日本のはるか先に「産業の空洞化」が言われてきた米国で、
一旦中国に移転した工場をまた本国に呼び戻す現象が起き始めた
と先日、NHKテレビが伝えていた。日本でもやがて同じような動きが
出るのだろうか。

これはたくまざる「自然回帰現象」というものであろうか。
コスト削減を求めて人件費の安い国に生産拠点を設けるというのは
先進国の大中企業における"常道"となったが、その先例を作ったのが
米国だった。その"伝染"を怖れる論評がわが国の経済紙誌などで
頻繁に登場するようになった頃、まさかその時期が意外に早く
やって来ようとは思わなかった。

なにしろアパレル、精密、電機部品などの受託加工が地方でも
成り立っていた当時だからである。

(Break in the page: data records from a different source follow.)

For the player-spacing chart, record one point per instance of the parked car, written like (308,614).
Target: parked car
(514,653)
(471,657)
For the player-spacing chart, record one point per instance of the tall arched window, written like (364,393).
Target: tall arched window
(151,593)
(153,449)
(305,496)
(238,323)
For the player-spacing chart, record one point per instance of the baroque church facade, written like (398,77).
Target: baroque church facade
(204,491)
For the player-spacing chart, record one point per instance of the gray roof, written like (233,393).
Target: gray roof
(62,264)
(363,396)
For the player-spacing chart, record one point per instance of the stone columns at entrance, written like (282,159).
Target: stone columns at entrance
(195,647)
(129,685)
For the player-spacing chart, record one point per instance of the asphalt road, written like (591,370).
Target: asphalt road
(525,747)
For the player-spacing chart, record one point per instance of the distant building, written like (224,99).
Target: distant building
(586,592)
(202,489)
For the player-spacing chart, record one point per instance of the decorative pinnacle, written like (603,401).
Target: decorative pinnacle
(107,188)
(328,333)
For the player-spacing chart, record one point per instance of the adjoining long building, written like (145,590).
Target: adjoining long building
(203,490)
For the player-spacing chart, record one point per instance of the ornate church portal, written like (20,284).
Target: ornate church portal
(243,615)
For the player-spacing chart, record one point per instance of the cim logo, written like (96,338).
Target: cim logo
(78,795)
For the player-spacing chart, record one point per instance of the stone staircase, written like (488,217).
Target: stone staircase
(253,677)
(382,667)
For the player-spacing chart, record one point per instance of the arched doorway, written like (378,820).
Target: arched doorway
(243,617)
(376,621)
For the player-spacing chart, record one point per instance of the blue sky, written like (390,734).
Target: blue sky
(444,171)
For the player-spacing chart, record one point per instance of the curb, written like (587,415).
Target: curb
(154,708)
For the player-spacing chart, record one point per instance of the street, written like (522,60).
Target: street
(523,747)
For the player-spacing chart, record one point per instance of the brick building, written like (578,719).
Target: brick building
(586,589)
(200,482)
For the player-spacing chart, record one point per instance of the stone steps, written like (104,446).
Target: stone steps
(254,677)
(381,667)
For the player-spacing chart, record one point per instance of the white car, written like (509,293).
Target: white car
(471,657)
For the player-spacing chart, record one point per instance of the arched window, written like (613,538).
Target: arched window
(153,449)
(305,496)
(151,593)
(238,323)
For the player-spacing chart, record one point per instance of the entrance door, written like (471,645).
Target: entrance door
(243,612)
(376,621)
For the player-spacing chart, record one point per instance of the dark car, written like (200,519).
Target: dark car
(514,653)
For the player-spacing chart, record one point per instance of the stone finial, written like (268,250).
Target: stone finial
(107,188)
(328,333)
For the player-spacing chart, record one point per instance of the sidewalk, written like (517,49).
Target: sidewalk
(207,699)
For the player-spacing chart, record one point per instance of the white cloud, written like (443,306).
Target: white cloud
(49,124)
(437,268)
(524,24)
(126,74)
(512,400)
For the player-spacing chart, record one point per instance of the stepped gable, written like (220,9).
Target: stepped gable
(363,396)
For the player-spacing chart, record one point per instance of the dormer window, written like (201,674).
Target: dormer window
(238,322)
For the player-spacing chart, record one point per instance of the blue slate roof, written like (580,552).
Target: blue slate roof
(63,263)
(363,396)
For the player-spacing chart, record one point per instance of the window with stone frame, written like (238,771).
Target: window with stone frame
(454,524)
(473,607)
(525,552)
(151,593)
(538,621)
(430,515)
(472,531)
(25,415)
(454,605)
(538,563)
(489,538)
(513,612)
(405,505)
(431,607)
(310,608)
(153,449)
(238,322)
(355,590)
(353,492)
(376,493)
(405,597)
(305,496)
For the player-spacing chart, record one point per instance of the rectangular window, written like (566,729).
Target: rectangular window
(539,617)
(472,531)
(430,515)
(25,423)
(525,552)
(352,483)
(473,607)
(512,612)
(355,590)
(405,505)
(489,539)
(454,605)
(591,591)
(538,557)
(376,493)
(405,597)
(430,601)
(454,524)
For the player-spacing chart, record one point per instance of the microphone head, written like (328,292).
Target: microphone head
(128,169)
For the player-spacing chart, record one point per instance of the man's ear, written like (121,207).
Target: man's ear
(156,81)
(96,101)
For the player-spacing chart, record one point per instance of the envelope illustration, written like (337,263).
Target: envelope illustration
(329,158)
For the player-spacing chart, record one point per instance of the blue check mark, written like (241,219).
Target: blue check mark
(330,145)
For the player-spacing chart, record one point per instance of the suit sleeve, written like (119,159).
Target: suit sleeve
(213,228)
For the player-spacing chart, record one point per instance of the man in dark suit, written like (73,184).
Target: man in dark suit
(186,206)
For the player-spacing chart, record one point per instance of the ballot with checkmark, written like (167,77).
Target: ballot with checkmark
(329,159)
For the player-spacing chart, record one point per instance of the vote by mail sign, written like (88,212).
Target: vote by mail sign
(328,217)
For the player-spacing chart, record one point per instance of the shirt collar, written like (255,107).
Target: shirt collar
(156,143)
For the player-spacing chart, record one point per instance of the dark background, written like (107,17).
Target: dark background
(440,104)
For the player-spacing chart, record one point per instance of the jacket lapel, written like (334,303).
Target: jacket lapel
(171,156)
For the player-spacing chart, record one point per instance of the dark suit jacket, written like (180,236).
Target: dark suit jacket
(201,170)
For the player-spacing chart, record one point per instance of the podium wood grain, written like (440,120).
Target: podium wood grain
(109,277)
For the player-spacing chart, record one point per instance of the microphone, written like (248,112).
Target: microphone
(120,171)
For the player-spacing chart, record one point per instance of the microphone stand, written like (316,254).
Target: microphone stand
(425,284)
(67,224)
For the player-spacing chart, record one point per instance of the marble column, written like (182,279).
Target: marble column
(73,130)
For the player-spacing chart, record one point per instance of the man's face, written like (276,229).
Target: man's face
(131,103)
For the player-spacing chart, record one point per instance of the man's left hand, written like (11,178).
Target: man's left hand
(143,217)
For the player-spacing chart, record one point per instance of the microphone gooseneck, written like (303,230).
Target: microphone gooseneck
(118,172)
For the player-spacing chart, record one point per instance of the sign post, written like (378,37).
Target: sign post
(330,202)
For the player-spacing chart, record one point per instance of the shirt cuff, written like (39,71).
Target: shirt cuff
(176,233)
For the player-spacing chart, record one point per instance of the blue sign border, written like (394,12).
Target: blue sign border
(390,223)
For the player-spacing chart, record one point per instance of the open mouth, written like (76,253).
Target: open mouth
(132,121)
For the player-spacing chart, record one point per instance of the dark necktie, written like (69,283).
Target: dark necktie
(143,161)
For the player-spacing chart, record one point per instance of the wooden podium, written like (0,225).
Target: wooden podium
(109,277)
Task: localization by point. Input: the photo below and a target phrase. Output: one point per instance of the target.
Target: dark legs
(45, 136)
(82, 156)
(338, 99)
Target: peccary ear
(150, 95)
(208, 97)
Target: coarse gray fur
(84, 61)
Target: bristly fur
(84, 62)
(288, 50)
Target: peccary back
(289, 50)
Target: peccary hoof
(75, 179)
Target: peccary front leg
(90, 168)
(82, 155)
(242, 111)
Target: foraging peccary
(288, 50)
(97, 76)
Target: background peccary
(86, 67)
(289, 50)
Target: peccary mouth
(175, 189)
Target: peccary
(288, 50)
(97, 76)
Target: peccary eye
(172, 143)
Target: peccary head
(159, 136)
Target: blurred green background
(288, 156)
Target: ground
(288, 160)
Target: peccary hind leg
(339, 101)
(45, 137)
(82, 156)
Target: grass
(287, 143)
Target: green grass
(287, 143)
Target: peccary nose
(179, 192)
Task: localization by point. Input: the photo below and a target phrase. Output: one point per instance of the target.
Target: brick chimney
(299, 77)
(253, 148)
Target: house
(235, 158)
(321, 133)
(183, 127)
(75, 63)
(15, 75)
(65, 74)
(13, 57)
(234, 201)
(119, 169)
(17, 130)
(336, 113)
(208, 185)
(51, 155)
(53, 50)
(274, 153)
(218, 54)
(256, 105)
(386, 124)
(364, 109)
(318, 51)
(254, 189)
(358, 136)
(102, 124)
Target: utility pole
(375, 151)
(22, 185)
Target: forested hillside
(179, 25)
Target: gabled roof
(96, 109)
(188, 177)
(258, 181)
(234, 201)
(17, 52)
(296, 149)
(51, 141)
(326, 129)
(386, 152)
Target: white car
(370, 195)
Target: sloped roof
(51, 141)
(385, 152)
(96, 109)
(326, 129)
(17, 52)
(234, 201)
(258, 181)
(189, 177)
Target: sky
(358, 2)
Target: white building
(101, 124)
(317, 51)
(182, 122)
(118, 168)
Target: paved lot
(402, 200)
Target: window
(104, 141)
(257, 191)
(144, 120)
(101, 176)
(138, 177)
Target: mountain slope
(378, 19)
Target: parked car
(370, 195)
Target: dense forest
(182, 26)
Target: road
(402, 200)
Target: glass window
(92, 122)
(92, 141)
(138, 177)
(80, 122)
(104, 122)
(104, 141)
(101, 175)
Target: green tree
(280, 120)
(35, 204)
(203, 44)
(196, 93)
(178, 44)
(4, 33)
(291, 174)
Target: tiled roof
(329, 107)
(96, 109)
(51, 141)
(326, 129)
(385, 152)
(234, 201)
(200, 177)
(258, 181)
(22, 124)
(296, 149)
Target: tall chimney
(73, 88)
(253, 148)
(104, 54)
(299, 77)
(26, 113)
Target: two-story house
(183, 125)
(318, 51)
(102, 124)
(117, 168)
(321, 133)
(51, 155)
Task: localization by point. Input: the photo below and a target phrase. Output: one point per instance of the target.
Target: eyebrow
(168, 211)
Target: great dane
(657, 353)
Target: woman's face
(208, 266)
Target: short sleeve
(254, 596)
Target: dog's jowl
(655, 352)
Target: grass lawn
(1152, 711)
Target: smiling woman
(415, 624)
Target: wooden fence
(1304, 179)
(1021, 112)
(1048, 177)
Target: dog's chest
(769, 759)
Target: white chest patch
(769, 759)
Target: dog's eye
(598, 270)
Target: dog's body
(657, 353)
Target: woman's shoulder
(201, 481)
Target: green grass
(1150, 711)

だが、激しい価格競争にさらされると
"企業ナショナリズム"などもろいもので、人件費が日欧米などと比べて
格段低い中国への"脱出"がどんどん加速し、日本でも産業の空洞化
というまさかの事態が社会問題化するようになってしまったのは
周知の通りだ。

中国が「世界の工場」となる一方で、先進国の経済発展が急速に
停滞化するようになったその反省が生まれるのは当然だが、米国企業の
"本土再上陸"は、反省というより中国での人件費が高騰し、労働争議
なども頻発するようになった現象に嫌気がさしての撤退のようだ。

しかし中には米国生まれのオリジナルが中国産と知って消費者が
反発したことを受けて原点に還した企業もあり、"迷走"は企業理念を
失ったからこそ起きたとも言えそうだ。